Tímida, tão tímida que nem me olhava. Falava “de banda”. Do seu olho esquerdo escorriam lágrimas. Foram várias. Ficavam ali, estacionadas, uma após outra, debaixo do olho, esperando serem sentidas até que fossem secadas, com as costas da mão, agressivamente, para não deixar resquícios. Daqui há pouco outra lágrima tola brotava. Sempre pelo olho esquerdo.
Intrigada com essas lágrimas, - que podiam ser ansiedade, tristeza, cansaço-, não contive a curiosidade e preocupação, perguntei-lhe:
- Por que estão escorrendo lágrimas pelo seu rosto?
- Respondeu-me com simplicidade, contrariando meus pré-julgamentos: - é o vento frio.
Apesar de ser meio-dia, estava frio. No mês de agosto, o inverno estava atento na cidade de Aracaju. Chovia muito e consequentemente a temperatura esfriava. Para os nordestinos esse frio sugere colocar casaco para aquecer, tão acostumados com o calor acima de 30 graus, grande parte do ano. Ela não usava casaco, apenas a blusinha branca de alças e um mini short.
Em alguns momentos, percebia segurança na sua voz. Na maioria das vezes acanhamento e inquietação, próprios de quem nunca trabalhou em casa de família.
Do outro lado da rua, o restaurante de comida natural, começava a atender os primeiros clientes e o cheiro vinha levemente pelo ar. Pensei se no estômago de Léa -como ela gosta de ser chamada - ou Franciléa, (seu verdadeiro nome), esse aroma trazia uma provocação. Será que tinha tomado café da manhã? Tinha um ar de pobreza, de necessidade, de carência, de fome, aquela alma frágil.
Confesso que fiquei comovida, querendo salvar essa família. O jeito adequado, a meu ver, era arranjar uma oportunidade de trabalho digno e a remuneração merecida. Sou contra dar esmolas e os flanelinhas que aparentam vigiar carros, como Ninho, marido de Léa.
Combinamos o dia de trabalho na minha casa. Seria um teste para ambas: eu por estar contratando uma pessoa totalmente inexperiente e ela por nunca ter feito trabalho doméstico fora de seus dois pequenos cômodos, na periferia.
Ninho veio trazê-la de bicicleta. A longa viagem foi muito cansativa para Léa. Seu bumbum, magrinho, não suportava a dureza do banco traseiro da bicicleta. Trocava de posição toda hora para evitar a dor. E o marido, pedalando com rapidez, vinha vergando seu corpo mulato, por baixo da camiseta vermelha. Suava em bicas.

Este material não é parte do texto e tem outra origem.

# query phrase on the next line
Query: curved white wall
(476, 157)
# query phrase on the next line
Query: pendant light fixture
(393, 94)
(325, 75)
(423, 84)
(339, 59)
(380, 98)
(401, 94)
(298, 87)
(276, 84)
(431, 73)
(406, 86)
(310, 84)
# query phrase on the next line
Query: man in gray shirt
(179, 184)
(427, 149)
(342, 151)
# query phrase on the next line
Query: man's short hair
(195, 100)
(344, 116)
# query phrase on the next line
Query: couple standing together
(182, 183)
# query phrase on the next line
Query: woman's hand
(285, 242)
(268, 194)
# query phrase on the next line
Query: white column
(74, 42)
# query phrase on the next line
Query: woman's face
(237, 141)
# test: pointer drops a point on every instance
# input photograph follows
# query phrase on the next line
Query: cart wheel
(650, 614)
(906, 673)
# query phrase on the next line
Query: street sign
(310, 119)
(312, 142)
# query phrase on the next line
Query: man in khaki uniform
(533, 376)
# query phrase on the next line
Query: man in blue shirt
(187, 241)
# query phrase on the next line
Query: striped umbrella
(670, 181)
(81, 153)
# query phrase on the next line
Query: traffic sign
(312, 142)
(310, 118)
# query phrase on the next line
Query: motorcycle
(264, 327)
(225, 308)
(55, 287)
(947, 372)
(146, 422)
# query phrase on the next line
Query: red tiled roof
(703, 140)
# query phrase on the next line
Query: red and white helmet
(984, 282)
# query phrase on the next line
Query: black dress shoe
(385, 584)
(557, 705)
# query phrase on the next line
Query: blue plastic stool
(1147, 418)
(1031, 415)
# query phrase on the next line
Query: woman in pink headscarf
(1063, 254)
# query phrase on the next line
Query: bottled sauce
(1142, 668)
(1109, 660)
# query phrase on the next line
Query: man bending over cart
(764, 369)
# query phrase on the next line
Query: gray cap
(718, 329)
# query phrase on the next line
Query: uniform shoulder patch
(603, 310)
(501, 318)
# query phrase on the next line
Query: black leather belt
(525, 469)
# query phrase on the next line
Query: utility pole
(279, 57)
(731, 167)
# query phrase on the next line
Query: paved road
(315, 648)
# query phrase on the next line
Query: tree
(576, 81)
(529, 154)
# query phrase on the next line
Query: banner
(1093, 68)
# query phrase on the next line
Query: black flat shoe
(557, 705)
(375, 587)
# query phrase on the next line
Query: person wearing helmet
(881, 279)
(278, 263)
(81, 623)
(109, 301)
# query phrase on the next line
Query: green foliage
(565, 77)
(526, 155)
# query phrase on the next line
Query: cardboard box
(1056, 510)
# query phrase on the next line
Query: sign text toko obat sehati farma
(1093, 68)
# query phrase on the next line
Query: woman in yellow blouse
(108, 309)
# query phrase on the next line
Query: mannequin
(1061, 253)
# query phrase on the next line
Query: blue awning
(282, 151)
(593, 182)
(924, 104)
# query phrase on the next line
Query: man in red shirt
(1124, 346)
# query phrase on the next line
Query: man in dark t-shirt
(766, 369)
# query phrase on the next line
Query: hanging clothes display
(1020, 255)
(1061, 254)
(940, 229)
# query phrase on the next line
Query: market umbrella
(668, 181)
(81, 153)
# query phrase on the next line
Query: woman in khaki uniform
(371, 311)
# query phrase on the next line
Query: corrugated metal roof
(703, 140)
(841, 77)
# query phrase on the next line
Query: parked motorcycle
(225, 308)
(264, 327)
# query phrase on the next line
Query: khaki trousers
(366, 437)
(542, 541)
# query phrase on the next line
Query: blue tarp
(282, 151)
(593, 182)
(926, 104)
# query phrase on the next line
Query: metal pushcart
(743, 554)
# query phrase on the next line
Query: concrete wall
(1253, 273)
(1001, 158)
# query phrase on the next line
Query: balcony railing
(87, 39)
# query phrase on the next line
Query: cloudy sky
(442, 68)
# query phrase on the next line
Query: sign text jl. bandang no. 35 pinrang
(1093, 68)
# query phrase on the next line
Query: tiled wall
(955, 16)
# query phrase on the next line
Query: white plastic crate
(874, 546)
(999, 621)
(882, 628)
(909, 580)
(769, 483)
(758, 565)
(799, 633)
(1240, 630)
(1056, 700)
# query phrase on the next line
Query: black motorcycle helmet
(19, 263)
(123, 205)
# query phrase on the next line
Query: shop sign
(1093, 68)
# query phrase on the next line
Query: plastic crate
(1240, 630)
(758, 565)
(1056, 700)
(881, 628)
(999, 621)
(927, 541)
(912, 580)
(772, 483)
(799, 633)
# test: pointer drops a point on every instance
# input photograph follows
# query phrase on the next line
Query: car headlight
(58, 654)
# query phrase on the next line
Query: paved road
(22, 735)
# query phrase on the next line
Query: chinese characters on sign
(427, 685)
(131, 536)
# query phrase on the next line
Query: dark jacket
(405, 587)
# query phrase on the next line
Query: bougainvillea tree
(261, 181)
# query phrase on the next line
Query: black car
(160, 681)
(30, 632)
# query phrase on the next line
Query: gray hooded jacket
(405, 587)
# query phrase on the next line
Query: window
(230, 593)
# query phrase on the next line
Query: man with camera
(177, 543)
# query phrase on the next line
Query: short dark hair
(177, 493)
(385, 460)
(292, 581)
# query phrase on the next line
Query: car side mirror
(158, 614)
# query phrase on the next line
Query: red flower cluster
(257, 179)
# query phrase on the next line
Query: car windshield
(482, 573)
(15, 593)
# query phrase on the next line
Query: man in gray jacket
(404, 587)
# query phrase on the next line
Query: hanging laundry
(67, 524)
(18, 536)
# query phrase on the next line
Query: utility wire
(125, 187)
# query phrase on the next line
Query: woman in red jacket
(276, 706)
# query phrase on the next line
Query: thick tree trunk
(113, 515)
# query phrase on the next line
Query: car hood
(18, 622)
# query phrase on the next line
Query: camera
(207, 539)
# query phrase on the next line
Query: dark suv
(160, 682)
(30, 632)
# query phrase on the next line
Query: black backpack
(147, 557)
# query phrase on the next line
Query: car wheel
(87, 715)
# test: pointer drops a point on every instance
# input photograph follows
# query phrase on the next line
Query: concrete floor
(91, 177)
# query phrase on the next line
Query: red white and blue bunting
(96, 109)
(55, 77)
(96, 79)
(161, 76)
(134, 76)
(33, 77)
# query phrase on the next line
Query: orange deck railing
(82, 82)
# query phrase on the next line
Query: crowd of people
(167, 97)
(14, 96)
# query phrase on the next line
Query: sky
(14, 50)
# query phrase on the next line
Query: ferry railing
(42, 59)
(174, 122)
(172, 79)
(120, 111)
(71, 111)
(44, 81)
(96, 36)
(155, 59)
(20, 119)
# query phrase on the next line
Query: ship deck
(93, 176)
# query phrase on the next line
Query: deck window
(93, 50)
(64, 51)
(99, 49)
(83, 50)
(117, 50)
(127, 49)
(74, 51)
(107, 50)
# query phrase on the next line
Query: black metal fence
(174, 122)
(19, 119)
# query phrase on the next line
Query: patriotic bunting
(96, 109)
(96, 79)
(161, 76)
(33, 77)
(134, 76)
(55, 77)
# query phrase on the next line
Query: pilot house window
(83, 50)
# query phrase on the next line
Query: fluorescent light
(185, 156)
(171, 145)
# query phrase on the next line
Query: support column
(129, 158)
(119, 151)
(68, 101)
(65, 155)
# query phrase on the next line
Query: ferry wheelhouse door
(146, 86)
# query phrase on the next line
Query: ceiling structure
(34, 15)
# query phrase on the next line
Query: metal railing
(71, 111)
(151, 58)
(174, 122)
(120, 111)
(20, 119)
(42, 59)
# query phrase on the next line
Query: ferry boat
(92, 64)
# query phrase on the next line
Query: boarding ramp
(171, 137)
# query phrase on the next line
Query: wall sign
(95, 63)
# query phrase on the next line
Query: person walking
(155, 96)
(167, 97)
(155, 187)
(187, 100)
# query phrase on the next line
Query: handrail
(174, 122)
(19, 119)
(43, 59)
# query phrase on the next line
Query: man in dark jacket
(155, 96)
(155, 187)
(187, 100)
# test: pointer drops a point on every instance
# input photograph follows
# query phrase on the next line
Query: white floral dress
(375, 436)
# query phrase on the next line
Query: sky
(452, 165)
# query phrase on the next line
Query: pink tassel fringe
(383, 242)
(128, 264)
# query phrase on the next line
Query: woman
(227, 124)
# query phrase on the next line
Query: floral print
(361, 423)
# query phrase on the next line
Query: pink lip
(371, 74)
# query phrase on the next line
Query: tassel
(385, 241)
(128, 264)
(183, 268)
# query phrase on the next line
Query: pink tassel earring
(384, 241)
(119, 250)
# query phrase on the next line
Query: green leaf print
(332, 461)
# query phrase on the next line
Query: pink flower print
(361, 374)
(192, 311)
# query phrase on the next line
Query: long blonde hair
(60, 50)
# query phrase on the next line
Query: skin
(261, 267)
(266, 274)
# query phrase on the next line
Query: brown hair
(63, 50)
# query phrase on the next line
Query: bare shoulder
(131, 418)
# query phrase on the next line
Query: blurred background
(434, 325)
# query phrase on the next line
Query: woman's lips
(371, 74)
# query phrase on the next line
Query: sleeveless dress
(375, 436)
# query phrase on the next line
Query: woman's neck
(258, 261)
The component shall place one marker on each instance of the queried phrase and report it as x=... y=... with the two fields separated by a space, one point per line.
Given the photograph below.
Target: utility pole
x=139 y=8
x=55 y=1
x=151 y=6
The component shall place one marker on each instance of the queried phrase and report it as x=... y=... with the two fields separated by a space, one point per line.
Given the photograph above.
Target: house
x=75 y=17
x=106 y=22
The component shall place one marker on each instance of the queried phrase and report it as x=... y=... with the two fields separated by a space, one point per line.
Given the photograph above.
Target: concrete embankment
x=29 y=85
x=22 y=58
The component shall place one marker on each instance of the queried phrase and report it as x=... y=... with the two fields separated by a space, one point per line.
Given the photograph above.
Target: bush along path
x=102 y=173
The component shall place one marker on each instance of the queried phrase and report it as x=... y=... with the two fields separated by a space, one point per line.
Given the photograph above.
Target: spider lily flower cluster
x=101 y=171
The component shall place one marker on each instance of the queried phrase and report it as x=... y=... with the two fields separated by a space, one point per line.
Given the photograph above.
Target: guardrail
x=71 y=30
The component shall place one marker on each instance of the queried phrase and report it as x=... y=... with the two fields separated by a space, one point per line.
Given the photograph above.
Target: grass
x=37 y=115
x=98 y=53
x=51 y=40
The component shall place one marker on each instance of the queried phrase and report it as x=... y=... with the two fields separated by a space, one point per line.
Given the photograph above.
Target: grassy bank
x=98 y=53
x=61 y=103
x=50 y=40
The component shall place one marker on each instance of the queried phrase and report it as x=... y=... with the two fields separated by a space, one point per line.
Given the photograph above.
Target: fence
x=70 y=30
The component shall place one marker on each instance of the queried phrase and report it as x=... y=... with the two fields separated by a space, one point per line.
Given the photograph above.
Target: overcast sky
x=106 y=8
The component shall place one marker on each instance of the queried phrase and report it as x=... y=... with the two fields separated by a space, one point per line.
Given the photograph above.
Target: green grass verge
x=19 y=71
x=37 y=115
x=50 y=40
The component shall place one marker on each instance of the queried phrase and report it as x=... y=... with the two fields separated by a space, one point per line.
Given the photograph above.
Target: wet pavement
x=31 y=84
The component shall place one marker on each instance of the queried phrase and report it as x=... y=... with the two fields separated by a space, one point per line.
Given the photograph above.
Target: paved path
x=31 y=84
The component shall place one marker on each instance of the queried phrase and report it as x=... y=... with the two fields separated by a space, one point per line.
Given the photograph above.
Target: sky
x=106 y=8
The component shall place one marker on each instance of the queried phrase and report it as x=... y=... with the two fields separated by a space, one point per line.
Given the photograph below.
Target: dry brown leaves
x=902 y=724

Todo esse sacrifício foi uma demonstração de precisão de ganhar dinheiro para comprar mantimento ou quem sabe, uma futilidade que toda mulher gosta. O dinheiro seria dela, que ia trabalhar, como tinham combinado.
Léa lavou as roupas com capricho e quando terminou postou-se, silenciosamente - parecendo que nem respirava - atrás de mim, por incontáveis minutos. Trabalhando no computador, percebi sua presença insegura, quando tinha se passado um longo tempo.
Ufa! Até que enfim chegou a hora de ir embora. Cinco horas da tarde. Eu estava mais ansiosa do que ela. Sua presença já estava me incomodando, mesmo sem nenhum barulho.
- Tá na hora de ir, Leá, disse-lhe eu. Troque de roupa que vou lhe dar uma carona até a parada de ônibus. Vestiu a mesma bermudinha jeans e uma blusinha laranja. Tudo dela era pequeno, para cobrir o corpinho também minguado, menos a barriga, que sobrava fora da bermuda.
Lá na parada de ônibus estava Ninho, na bicicleta velha, com a mesma camisa vermelha, boné preto e sandália branca de dedo, esperando.
Fiquei ali,parada, vendo aquela criaturinha sentada na garupa, agora forrada com as roupas de trabalho para não sentir dor na região glútea, desaparecer no horizonte.
Ela não vai se esquecer desse dia. Eu também não a esquecerei. Ficou uma vontade de ajudar. Quem sabe um trabalho, com carteira assinada para o Ninho????